Regional Commissioner for the Greater Accra Region
- In office 1977–1978
- President: Ignatius Kutu Acheampong
- Preceded by: Lt. Col. William Adjei Thompson
- Succeeded by: Commander G. E. Osei

Regional Commissioner for the Ashanti Region
- In office 9 October 1975 – 1977
- President: Ignatius Kutu Acheampong
- Preceded by: Commander Joy K. Amedume
- Succeeded by: Commander G. E. Osei

Personal details
- Born: Lawrence Kpabitey Kodjiku 30 July 1931 Odumase-Krobo, Eastern Region, Gold Coast
- Died: 2022 (aged 91)
- Citizenship: Ghana
- Education: Presbyterian Boys' Senior High School
- Alma mater: Presbyterian College of Education, Akropong; University of Ghana;
- Known for: First Director of the National Service Secretariat

= L. K. Kodjiku =

Ghanaian soldier and politician (1931–2022)

Lawrence Kpabitey Kodjiku (30 July 1931 – 2022) was a Ghanaian soldier and politician.
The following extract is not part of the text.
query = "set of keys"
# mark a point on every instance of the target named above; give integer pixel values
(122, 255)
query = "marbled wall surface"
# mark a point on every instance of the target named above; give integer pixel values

He was the first Director of the National Service Secretariat from 1973 to 1975, Regional Commissioner (Regional  Minister) of the Ashanti Region from 1975 to 1977, Greater Accra Regional Commissioner from 1977 to 1978, and the Northern Regional Commissioner from 1978 to 1979.

== Early life and education ==
Kodjiku was born on 30 July 1931 at Odumase-Krobo. He had his early education at the Presbyterian Middle School in Bana Hill where he obtained his standard 7 certificate in 1947. He had his secondary education at the Presbyterian Secondary School (now the Presbyterian Boys Senior High School, Legon) from 1948 until 1952 when he received his Cambridge School Certificate. After his secondary school studies, he enrolled at the Presbyterian Teachers Training College, Akropong (now the Presbyterian College of Education, Akropong), where he was awarded his Teachers' Training Certificate (Teachers' Certificate 'A'). He entered the University of Ghana in 1962 where he was awarded his Bachelor of Arts degree in 1965.

== Career ==
Kodjiku begun as a teacher in 1955, teaching in primary, middle, and secondary schools and also Polytechnics until 1962 when he enrolled at the University of Ghana. Following his studies at the University of Ghana, he taught briefly at Prempeh College prior to his commissioning into the Ghana Armed Forces Education Corps in 1965. From 1965 until 1967, he taught at the Ghana Military Academy, he was later moved to the Ministry of Defence where he served as the Staff Officer of the ministry's Education Directorate from 1967 to 1973.

Upon the establishment of the National Service Secretariat in 1973, Kodjiku was appointed the secretariat's first director. He served in this capacity until 1975. In 1975, when the National Redemption Council (NRC) was reconstituted into the Supreme Military Council (SMC), he was appointed as the Regional Commissioner for the Ashanti Region. He worked in this office until 1977 when he was appointed Greater Accra Regional Commissioner. In 1979, he was appointed Regional Commissioner for the Northern Region under the Armed Forces Revolutionary Council. In 1992, he became a member of the 1992 Electoral Commission.

== Personal life and death ==
Kodjiku retired from public service in 1980 and went into farming. His hobbies included reading and hunting. He was married with four children.

L. K. Kodjiku died in 2022, at the age of 91.